Bug ID 517053: bigd detection and logging of load and overload

Last Modified: Sep 13, 2023

Affected Product(s):
BIG-IP LTM(all modules)

Known Affected Versions:
11.6.0, 12.1.0 HF1, 12.1.0 HF2, 12.1.1 HF1, 12.1.1 HF2, 12.1.2 HF1, 12.1.2 HF2

Fixed In:
12.0.0, 11.6.1

Opened: Apr 08, 2015

Severity: 3-Major

Symptoms

When BIG-IP is configured with a very large number of monitor instances (multiple thousands) probing at relatively fast intervals, BIG-IP may not be able to keep up with its servicing load. This can be indicated by pool members being marked down/up (flapping) that were not actually having connectivity problems.

Impact

When overloaded, bigd is unable to probe consistently which may result in odd or unpredictable pool member up/down behavior.

Conditions

Heavy monitor instance probe rate (monitor instance probes per second).

Workaround

The main way to mitigate overload issues is either to reduce the number of monitor instances, to increase the probe time to probe less often, and/or to switch monitored pool members/nodes to simpler, lower-overhead monitor (i.e. ICMP instead of HTTP, or HTTP instead of HTTPS).

Fix Information

This particular fix does not change the problem or mitigation steps. Rather, it helps detect when overloading has occurred.
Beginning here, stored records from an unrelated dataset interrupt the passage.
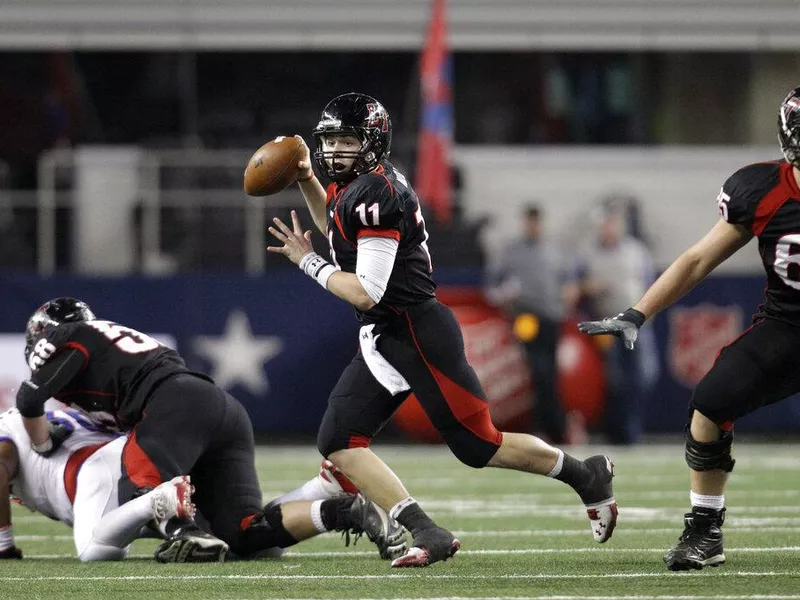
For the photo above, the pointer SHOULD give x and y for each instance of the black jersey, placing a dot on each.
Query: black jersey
(121, 369)
(765, 199)
(381, 203)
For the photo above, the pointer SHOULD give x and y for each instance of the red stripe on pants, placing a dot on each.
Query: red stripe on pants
(358, 441)
(470, 410)
(74, 464)
(138, 466)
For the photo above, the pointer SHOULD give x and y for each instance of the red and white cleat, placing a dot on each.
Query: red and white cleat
(173, 499)
(601, 507)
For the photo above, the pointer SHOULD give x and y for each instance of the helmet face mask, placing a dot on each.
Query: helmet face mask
(51, 314)
(360, 116)
(789, 127)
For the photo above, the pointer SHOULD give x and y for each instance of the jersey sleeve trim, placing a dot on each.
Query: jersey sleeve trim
(767, 207)
(389, 233)
(330, 192)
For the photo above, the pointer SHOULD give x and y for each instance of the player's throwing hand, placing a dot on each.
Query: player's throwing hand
(297, 243)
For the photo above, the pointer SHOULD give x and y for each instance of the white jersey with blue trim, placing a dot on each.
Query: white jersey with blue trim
(39, 482)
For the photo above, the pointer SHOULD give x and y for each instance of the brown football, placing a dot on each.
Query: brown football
(273, 167)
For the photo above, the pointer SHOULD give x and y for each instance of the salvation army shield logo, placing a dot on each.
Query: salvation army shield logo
(696, 336)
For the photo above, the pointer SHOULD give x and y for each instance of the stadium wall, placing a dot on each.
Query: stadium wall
(279, 344)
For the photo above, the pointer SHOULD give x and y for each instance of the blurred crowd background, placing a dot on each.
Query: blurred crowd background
(125, 128)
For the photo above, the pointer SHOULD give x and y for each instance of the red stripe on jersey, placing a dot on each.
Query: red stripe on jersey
(767, 207)
(330, 193)
(138, 466)
(80, 347)
(338, 222)
(74, 464)
(380, 171)
(358, 441)
(470, 410)
(392, 233)
(790, 180)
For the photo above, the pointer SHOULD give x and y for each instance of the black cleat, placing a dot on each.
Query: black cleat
(189, 543)
(366, 517)
(700, 544)
(429, 546)
(598, 497)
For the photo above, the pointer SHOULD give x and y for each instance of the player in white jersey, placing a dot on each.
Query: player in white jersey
(78, 485)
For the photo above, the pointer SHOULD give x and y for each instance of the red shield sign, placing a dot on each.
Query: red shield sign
(696, 336)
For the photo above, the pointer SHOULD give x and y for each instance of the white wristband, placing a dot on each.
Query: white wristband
(45, 446)
(316, 267)
(6, 537)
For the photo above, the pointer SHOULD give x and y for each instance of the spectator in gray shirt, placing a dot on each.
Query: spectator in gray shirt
(527, 283)
(615, 270)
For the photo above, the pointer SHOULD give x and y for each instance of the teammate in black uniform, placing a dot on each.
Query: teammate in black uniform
(180, 423)
(760, 367)
(409, 341)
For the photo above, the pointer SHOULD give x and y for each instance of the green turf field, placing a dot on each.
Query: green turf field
(522, 536)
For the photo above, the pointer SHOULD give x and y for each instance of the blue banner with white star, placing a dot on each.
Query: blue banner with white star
(278, 342)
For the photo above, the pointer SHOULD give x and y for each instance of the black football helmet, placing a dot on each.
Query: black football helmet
(51, 314)
(359, 115)
(789, 127)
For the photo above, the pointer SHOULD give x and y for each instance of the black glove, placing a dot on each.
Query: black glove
(624, 325)
(10, 553)
(59, 432)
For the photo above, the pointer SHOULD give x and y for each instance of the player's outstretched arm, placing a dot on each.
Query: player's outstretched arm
(8, 468)
(689, 269)
(47, 381)
(694, 265)
(297, 248)
(312, 189)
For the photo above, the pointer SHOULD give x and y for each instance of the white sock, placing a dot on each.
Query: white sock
(713, 502)
(559, 464)
(310, 490)
(121, 526)
(316, 516)
(400, 506)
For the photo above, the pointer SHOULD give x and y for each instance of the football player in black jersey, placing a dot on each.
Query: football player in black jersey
(408, 340)
(760, 367)
(179, 423)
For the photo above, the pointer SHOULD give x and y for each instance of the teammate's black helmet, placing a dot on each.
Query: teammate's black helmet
(789, 127)
(53, 313)
(359, 115)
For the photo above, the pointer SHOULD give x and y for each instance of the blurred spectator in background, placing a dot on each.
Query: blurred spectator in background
(612, 271)
(526, 282)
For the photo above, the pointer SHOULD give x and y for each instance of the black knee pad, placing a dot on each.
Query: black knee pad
(266, 530)
(706, 456)
(329, 438)
(469, 449)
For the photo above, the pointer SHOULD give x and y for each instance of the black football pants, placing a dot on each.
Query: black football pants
(191, 426)
(426, 347)
(760, 367)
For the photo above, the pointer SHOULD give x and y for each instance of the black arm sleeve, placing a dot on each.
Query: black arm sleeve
(54, 375)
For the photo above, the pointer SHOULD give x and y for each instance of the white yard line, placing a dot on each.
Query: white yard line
(432, 576)
(497, 552)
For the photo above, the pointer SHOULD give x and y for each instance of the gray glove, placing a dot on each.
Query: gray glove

When it has been determined that overloading has occurred, a message will be logged to /var/log/ltm to indicate this. By default, the overload message will be triggered if the main 1/10 second (100 ms) loop takes, on average, more than 150 ms to service. This overload threshold value can be adjusted with the new Bigd.Overload.Latency sys db variable. The variable indicates the number of ms latency at which servicing the 100 ms main loop is considered overload. In addition, main loop latency logging has been added to /var/log/bigdlog. The latency information will be logged every 15 seconds. The main loop latency information will be logged whenever Bigd.Debug is enabled, or if the new sys db variable Bigd.Debug.TimingStats is enabled. The new Bigd.Debug.TimingStats variable allows the main loop latency stats to be emitted even if other debug information, which can be quite verbose, is suppressed. The main loop latency information is such: insts, avg-5m mean-5m stddev5, avg-1m mean-1m stddev1 insts: # of active monitor instances being monitored avg-5m: weighted decaying average loop latency over 5 minutes mean-5m: mean average loop latency over 5 minutes stddev5: standard deviation of loop latency over 5 minutes avg-1m: weighted decaying average loop latency over 1 minute mean-1m: mean average loop latency over 1 minute stddev1: standard deviation of loop latency over 1 minute Once again, these average/mean values are measuring the 100 ms service loop, which under normal circumstances should always complete in close to 100 ms. When the value rises above 100 ms, that means we are not able to service all our monitor instances in a timely fashion.